What is the Universal Learning Programme?
The ULP educational approach, designed by leading researchers, neuroscientists and curriculum experts, is focused on the development of competences and deep conceptual understanding. The ULP works through projects, assessments and learning adventures that stimulate and nurture character, passion, mastery and collaboration within each learner and throughout the school.
The programme is all about teaching for understanding as opposed to teaching for the sake of knowledge. A considerable amount of time and effort is dedicated to ensuring that students understand what they are learning.
Universal Understandings are the ULP’s approach to the structuring of knowledge and skills. In order to see how ideas are connected and how knowledge can be grouped in big ideas, we need to stand back from our learning to take it all in.
In order to understand how Universal Understandings are formed, we have developed four Universal Understanding Pyramids.
When we do this, we are able to see knowledge, skills, citizenship and wellbeing grouped in concepts. This allows us to organise, analyse, and engage with information in a complex world.

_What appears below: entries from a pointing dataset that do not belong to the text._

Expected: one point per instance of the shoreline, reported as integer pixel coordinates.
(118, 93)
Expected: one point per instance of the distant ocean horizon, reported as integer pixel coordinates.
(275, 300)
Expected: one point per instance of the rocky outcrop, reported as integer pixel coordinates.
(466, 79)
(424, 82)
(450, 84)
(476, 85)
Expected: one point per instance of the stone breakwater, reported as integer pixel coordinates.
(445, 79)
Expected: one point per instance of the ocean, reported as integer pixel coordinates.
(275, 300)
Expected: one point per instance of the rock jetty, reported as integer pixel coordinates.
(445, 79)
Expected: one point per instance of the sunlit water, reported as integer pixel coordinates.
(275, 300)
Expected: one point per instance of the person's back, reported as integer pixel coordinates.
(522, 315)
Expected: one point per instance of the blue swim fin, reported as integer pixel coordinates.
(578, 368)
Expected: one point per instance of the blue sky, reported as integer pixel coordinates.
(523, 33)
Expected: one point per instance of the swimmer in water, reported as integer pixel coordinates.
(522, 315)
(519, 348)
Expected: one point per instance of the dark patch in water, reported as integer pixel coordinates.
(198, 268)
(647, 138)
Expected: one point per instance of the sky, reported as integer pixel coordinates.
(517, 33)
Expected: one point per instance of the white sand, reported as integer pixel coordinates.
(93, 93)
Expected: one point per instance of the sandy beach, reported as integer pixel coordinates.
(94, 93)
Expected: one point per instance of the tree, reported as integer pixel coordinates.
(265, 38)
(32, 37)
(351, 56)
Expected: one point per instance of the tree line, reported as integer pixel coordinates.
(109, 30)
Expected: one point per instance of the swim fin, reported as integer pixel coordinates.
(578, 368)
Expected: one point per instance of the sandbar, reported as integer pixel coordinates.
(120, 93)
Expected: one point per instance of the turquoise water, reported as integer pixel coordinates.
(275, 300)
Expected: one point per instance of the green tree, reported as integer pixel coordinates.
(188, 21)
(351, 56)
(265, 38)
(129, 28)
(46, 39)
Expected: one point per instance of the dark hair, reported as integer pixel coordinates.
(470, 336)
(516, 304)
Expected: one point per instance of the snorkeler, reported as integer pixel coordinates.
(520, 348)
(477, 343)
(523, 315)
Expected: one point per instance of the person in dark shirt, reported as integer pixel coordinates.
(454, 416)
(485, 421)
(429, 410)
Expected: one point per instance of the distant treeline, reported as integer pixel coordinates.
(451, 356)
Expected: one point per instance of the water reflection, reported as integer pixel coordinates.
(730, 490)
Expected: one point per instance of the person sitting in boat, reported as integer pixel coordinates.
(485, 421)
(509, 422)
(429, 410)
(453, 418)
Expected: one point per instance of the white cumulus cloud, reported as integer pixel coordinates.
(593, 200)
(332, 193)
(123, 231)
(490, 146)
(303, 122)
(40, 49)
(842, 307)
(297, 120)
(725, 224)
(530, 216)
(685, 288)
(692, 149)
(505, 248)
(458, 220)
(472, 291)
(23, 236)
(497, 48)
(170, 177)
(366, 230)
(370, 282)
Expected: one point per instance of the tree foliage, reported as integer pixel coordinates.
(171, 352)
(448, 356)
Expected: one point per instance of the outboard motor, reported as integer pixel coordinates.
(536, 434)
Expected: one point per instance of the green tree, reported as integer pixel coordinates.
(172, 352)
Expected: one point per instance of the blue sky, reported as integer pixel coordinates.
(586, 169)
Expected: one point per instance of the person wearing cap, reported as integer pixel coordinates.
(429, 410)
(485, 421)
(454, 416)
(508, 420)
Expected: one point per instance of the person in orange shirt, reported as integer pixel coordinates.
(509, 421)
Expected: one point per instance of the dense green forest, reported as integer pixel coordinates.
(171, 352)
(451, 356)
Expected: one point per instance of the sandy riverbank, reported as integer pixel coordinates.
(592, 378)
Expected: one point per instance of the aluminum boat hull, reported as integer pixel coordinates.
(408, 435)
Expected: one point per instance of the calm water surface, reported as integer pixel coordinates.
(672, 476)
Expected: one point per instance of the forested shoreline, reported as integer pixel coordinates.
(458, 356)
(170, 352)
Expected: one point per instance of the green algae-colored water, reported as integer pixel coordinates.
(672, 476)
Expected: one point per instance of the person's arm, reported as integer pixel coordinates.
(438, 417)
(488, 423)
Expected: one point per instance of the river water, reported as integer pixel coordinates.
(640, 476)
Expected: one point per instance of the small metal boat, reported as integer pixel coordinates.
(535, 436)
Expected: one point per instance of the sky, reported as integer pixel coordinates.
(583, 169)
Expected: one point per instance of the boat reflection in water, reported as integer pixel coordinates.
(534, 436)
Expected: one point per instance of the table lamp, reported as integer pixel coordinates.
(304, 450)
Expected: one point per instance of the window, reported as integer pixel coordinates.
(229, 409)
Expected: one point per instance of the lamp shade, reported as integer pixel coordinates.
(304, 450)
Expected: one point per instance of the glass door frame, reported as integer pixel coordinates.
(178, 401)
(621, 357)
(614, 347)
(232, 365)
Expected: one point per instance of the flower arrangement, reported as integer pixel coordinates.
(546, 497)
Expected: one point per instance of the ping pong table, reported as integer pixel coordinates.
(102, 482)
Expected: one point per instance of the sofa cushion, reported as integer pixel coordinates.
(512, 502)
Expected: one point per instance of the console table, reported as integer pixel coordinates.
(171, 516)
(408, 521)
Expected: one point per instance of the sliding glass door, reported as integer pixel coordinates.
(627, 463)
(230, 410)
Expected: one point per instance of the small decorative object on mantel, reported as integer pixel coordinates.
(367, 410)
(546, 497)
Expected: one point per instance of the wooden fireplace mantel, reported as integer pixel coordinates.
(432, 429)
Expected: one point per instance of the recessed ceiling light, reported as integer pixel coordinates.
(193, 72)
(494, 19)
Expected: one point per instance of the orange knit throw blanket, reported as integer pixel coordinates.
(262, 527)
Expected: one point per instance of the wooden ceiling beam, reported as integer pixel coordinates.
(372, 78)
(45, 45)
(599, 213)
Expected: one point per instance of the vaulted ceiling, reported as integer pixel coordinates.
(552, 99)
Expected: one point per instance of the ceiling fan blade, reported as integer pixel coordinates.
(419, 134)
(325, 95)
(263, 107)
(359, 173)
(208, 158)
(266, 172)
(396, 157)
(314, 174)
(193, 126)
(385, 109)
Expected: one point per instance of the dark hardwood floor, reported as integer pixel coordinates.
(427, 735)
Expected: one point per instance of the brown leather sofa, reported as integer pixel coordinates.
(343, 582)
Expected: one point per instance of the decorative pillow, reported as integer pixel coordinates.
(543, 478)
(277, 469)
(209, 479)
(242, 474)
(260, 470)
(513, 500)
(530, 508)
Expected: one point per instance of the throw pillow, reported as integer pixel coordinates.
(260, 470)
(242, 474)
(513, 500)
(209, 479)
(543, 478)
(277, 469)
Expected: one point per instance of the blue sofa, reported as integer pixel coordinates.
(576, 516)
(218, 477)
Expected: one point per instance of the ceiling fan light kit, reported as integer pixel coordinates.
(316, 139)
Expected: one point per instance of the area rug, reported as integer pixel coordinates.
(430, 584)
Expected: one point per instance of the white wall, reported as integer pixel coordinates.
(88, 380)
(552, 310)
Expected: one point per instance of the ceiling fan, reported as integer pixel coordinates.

Universal Questions: every year students and teachers design four powerful transdisciplinary questions that are posted around the school and answered in the classroom. Examples of Universal Questions that the school has designed and answered include: What makes something beautiful? What makes something meaningful? What does it mean to be human?
Competence Development and Assessment
A competence is a combination of knowledge, skills and attitude. These seven competences were identified by some of the world’s top researchers and practitioners UNESCO IBE.
The competences that drive learning in our curriculum are grouped into four themes, each driven by a guiding question.
- Character (Who am I?)
Through coaching, positive psychology, setting values-based challenges and reflecting on outcomes, we bring out our true potential by developing character, associated with grit, intellectual honesty, accountability and humane moral values.
- Passion (What is my purpose?)
Learning is governed by emotions and set in a social context. By designing emotional hooks and caring relations, by making learning personally relevant and by paying homage to the beauty of content, we develop passion for learning.
- Mastery (How can I go further?)
Higher order thinking and transfer emerge from strong domain knowledge. Skills grow out of knowledge and both are harnessed through ongoing, spaced and deliberate practice. Mastery is core to our programme. Mastery enhances disciplinary and transdisciplinary fluency, learning how to learn, cultural awareness and deed understandings.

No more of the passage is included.